There I was last week, quite cross with my iPhone, when each time I wanted to open it, the screen demanded my passcode, even though the device had been programmed to recognise my noodle.
Already, I can hear the cynics that it was far from facial recognition that this lad was reared, but help had to be enlisted to resolve the difficulty.
It turned out that there was a little crack and air bubble on the protective plastic cover where the phone’s camera was located preventing the device from recognising me.
A new protective cover at a cost of €25 resolved the issue but that evening through a gentle reflection, the thought dawned on me of how dependent I had become on technology.
All this, prompted by ongoing debates about that tiny two lettered word AI, that’s going to determine a lot of our futures over the coming years and decades . . . or at least so we’re told.
AI is something that I was familiar with as long as five decades ago when we’d wait patiently for a man to call to our farmyard with his own version of modern technology.
The AI man (artificial insemination) was always a bit of a legend around our farm as he arrived with the semen from some prize bull to impregnate – very unromantically – one of our cows. A lot has changed since then as regards AI.

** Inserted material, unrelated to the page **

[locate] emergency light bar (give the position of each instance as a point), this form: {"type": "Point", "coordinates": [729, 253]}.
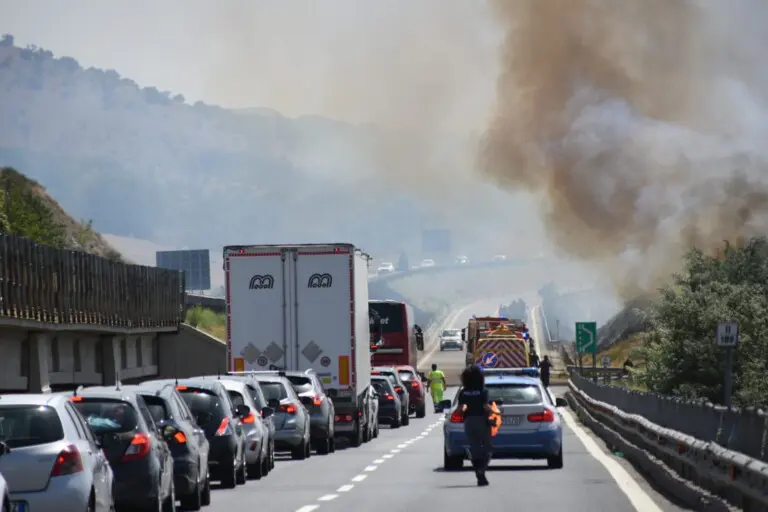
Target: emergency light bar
{"type": "Point", "coordinates": [512, 372]}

Artificial Intelligence is, I have to admit, slightly beyond being scanned on my mental comprehension meter, but yet when I glance back at things and technologies that have changed this world, it will inevitably become part of our lives.
As far back as the 15th century, German craftsman Johannes Gutenberg got the first printing press rolling that led to the mass production of books and later newspapers in what was the start of the information revolution.